Seven years after the disaster, aspens have returned, and in fall, they dried into their famous yellows and oranges, banners of color scattered here and there in a landscape of charred black death. Green grass covers the ground. A person way down in one valley has rebuilt a hunting retreat that must have been burned down to the foundation. The lovely little cabin is surrounded on all sides by tall dead pines. Unlike California, where the recent fires have been so lethal and have destroyed so many homes, very few homes exist inside of the National Forests of New Mexico.
It is an irony of destruction that the Jemez forest is so beautiful as it struggles to slowly come back to life. Among the dead trees, weeds had arrived, yellow, pink, and purple in the beautiful fall day.
What hadn’t returned were the pines, which make up 90 percent of the forest. A few had begun to grow at the edge of the road. And along Highway 4, the heroic workers of the Forestry Department had begun to plant them, each precious tree protected from deer and elk by a small plastic fence. I doubt whether one hundredth of 1 percent of the forest has been replanted.
As Nancy wrestled our old Ford Ranger down a dirt road that included a series of rock ledges, a man came walking up toward us. A Native American, he stopped by the open truck window to talk. He was from the nearby Santa Domingo Pueblo, he said. I asked if he knew Lila Bird, an old friend who had received a PhD from the University of New Mexico in the Seventies.
“She is my sister,” he said.
“You mean, your real sister, or your auntie, or soul brother, or what?”
“No, she really is my sister. I am Ray Bird,” he said, laughing.
“Tell Lila to come visit us,” I said. “A lot of aspens are coming back. But I don’t see any pines.”
“And those aspens have to die before the pines return.”
“I don’t think the forest will return in our lifetime,” I said.
“This forest won’t return in the lifetime of our grandchildren,” said Mr. Bird.

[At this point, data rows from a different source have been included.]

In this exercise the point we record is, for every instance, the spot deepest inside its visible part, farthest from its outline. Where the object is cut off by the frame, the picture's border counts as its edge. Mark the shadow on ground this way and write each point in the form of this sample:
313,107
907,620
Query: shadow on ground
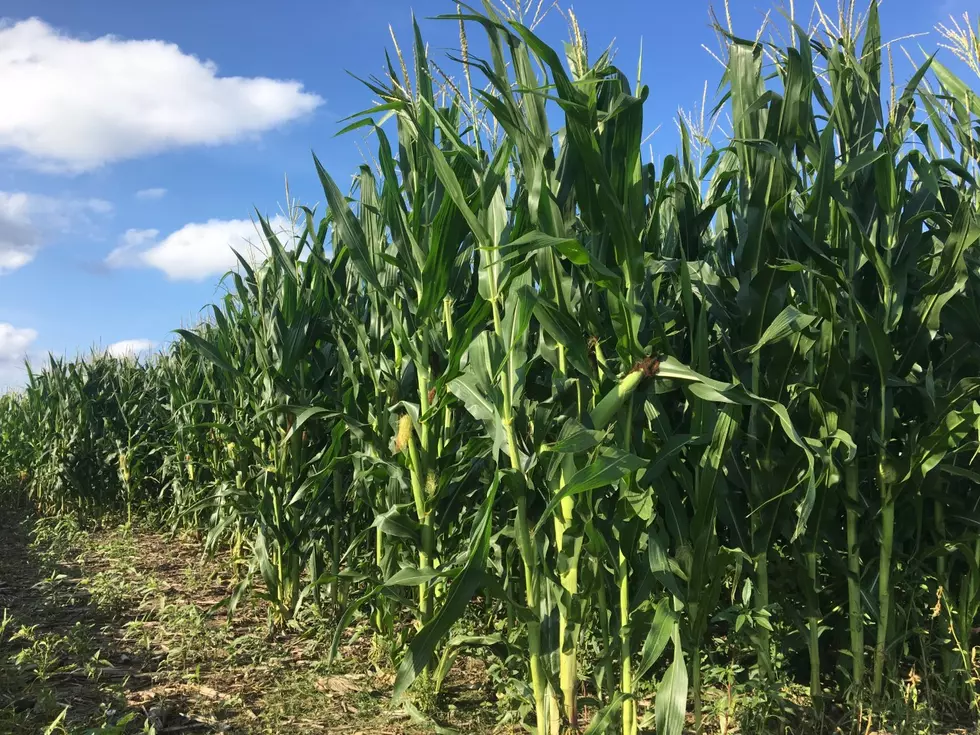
63,659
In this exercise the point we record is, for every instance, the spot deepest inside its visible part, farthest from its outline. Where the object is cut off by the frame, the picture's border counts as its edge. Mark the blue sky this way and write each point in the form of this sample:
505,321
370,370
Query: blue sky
137,138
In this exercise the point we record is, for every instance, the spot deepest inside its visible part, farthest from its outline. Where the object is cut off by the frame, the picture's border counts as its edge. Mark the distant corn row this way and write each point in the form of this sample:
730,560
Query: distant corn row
617,410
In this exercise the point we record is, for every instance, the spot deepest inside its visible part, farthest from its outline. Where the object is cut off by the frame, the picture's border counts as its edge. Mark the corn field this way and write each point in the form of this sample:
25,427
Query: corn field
525,392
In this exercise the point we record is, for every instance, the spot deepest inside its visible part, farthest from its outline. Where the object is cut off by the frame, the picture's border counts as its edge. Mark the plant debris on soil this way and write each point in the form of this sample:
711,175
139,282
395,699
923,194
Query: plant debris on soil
123,629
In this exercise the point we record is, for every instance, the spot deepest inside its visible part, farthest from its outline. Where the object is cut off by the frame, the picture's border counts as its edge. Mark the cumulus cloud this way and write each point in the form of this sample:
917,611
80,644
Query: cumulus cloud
73,104
154,193
14,343
197,250
27,219
130,347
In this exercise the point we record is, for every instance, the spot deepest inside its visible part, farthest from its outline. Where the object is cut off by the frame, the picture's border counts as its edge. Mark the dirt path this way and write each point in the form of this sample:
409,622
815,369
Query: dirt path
110,631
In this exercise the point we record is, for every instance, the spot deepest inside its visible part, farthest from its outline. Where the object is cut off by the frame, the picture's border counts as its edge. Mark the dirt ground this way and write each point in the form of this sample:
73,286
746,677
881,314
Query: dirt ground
115,631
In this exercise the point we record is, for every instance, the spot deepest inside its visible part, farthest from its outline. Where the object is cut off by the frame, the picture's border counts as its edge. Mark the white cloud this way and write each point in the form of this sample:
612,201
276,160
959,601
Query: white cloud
14,342
77,104
27,219
195,251
154,193
130,347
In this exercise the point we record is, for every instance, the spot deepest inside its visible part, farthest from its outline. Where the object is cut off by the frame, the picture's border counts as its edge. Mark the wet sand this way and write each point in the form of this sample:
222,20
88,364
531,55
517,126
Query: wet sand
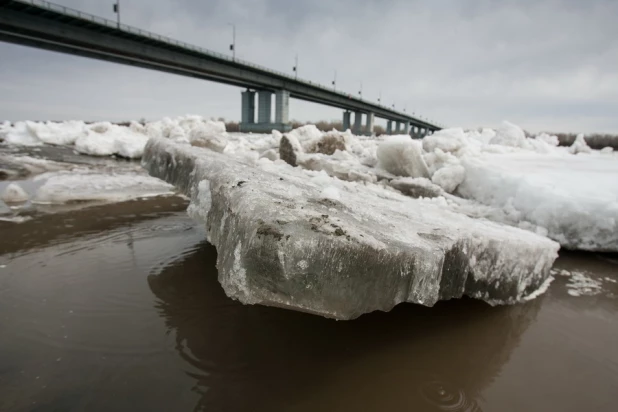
118,307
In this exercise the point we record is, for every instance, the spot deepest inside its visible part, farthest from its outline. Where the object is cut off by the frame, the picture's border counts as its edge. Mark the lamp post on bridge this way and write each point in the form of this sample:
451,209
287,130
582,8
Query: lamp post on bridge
233,45
117,11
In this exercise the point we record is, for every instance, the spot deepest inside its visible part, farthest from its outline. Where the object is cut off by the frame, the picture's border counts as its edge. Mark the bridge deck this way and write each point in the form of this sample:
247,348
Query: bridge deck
45,25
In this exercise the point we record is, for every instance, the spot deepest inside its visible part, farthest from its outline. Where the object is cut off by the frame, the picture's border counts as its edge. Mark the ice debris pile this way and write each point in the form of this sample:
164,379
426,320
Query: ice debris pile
297,238
106,139
568,194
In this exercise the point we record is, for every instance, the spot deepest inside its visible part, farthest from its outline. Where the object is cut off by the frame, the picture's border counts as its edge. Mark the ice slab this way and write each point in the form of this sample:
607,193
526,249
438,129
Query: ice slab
574,199
284,240
69,187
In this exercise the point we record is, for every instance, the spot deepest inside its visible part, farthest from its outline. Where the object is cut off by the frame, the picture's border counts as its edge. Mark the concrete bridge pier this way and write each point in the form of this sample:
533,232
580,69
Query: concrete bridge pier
358,123
346,120
282,110
264,107
369,123
247,111
265,123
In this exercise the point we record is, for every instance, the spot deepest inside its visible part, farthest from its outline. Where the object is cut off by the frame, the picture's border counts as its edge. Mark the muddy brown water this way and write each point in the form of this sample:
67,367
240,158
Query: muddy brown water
118,307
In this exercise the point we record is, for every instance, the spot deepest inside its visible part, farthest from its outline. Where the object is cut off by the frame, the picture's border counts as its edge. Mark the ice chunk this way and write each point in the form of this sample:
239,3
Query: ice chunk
65,187
281,243
331,192
63,133
579,145
509,134
20,134
447,140
574,198
290,149
402,156
448,178
549,139
105,139
416,187
14,193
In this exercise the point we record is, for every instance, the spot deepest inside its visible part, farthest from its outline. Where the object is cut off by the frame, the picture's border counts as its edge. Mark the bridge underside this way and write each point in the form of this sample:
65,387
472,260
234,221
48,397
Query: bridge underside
67,31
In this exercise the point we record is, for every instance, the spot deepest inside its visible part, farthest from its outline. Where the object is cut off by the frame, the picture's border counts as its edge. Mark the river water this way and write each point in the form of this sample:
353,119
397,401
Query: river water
117,307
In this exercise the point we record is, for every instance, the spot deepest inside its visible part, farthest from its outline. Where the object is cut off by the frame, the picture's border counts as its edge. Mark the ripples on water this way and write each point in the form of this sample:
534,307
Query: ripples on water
118,308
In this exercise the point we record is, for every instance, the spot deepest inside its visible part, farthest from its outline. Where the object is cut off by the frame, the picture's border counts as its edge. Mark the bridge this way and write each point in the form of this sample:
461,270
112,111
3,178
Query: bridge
49,26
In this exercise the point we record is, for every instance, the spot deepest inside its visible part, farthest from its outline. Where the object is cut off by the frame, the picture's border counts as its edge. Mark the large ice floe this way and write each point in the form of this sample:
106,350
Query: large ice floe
340,225
299,239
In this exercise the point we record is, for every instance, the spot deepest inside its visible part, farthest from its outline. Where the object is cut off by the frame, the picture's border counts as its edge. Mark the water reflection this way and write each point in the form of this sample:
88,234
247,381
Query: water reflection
258,358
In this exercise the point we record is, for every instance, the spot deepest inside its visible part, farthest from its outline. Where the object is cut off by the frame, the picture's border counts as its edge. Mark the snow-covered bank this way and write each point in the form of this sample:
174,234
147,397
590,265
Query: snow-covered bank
566,193
67,187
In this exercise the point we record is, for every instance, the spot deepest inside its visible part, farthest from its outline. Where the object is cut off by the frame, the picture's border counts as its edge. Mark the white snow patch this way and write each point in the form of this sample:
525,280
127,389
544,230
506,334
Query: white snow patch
581,285
14,194
580,145
331,192
541,290
402,156
66,187
509,134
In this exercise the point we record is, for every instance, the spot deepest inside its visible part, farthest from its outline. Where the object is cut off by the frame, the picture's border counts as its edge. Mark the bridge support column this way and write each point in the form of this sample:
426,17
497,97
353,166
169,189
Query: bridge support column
264,106
265,123
369,123
282,111
247,110
358,123
346,120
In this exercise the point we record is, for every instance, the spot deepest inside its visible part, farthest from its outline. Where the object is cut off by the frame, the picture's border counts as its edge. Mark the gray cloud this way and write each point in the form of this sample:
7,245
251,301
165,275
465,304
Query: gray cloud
546,65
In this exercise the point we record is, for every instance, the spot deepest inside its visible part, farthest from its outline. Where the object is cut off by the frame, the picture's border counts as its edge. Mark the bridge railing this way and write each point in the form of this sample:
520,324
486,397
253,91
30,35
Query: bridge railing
134,30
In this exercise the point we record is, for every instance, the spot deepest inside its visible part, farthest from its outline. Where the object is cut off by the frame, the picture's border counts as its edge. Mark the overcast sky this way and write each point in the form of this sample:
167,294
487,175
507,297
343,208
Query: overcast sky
545,65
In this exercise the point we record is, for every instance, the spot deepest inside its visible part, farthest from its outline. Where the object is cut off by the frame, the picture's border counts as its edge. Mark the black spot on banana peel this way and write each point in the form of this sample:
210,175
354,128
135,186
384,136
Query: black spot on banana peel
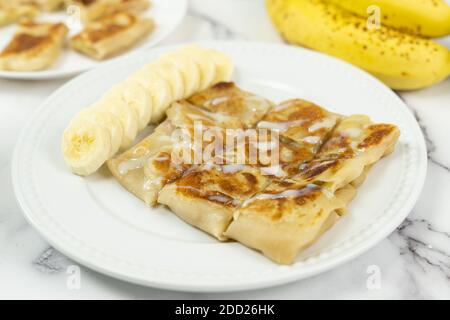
402,61
427,18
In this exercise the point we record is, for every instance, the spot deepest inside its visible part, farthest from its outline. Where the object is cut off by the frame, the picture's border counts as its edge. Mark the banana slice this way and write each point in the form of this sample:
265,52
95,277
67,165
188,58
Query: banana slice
189,72
128,117
173,76
136,98
86,143
224,66
106,119
159,90
206,65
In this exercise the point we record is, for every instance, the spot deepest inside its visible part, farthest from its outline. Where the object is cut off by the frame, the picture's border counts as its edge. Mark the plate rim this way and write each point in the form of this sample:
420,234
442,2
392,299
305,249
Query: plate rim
279,279
58,74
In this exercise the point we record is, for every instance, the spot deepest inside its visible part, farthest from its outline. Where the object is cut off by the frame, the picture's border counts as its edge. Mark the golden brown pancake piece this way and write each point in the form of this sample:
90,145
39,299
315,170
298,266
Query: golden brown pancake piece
206,197
227,99
111,35
35,46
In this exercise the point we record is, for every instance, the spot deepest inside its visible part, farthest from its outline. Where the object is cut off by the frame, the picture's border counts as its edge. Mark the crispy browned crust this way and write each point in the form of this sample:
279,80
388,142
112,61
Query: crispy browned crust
92,10
228,99
34,46
111,35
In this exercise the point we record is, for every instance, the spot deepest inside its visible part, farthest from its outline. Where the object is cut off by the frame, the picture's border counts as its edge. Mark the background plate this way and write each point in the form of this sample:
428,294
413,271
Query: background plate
166,14
96,222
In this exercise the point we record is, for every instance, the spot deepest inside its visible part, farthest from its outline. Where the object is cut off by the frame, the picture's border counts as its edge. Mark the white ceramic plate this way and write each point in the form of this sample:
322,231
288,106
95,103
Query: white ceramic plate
96,222
167,15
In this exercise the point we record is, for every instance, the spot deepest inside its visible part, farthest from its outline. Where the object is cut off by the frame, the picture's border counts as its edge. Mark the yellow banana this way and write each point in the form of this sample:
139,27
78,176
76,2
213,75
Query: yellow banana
428,18
402,61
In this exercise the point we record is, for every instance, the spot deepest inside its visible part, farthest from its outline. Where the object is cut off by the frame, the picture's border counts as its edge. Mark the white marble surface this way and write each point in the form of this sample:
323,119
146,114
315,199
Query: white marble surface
414,261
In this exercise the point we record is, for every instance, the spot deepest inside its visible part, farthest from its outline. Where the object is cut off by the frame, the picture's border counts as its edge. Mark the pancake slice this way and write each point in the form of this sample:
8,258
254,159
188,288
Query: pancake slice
10,13
91,10
206,197
35,46
111,35
354,146
301,121
284,219
147,166
226,98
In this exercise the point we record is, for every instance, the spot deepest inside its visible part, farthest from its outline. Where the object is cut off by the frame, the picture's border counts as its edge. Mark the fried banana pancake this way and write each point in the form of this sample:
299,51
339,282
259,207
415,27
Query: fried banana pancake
94,9
184,115
111,35
12,13
227,99
147,167
354,146
284,219
301,121
35,46
206,197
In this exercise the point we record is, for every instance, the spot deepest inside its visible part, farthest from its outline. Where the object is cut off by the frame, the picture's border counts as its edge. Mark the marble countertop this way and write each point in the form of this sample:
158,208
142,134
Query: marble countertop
412,263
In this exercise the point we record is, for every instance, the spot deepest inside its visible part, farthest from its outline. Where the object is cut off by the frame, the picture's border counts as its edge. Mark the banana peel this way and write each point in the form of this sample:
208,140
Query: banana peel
402,61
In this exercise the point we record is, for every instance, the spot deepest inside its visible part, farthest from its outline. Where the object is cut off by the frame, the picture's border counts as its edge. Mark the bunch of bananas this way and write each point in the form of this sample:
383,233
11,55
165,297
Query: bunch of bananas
388,38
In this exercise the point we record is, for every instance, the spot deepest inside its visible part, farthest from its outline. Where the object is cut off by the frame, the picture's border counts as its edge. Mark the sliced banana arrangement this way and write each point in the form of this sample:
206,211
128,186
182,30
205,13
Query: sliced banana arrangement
111,124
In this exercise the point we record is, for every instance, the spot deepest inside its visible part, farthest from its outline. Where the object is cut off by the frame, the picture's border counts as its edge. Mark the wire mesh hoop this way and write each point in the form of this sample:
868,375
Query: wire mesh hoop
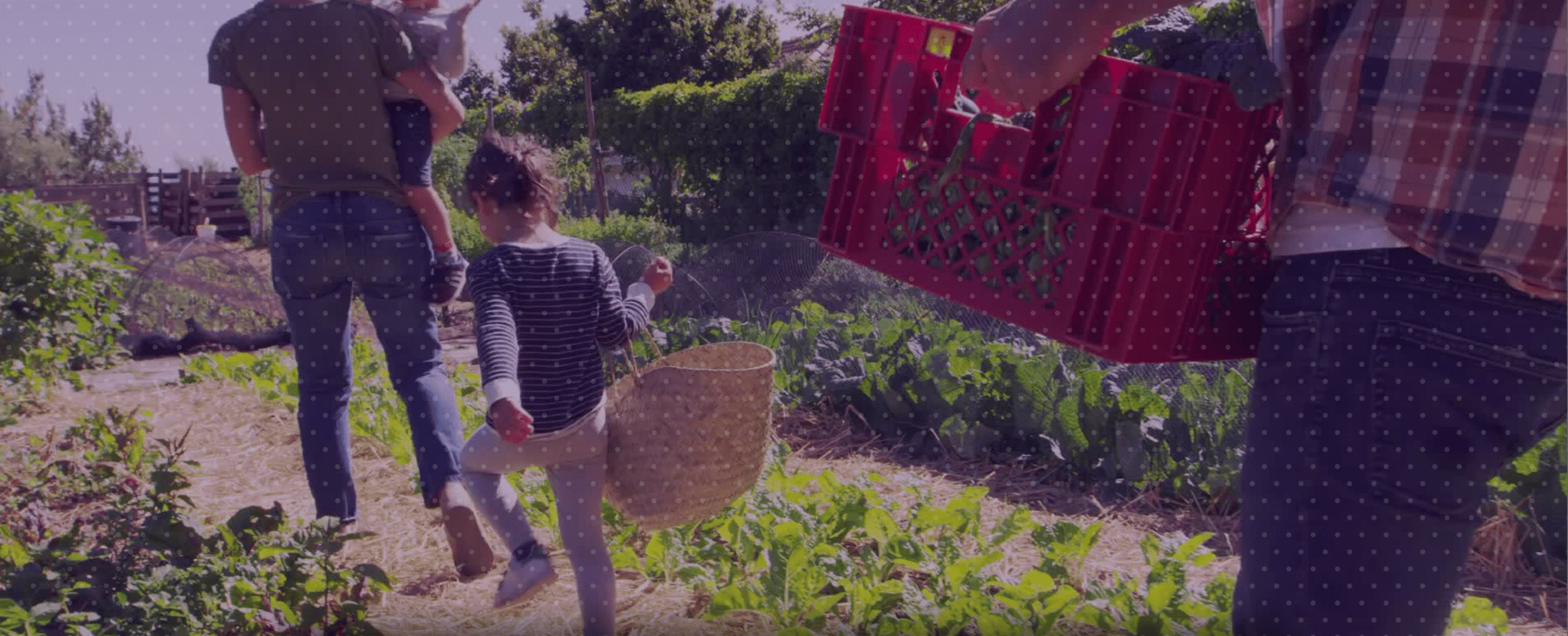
689,432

Nancy mentioned that the tailpipe of the truck was making a noise, probably from shaking loose as we went over the rock ledges of the road. She drove the truck on toward Los Alamos, then took a by-road toward Bandelier. That’s where the muffler fell off. We dragged it along the pavement for a hundred yards, then pulled over to wait for help. Just like all of us here on Planet Earth.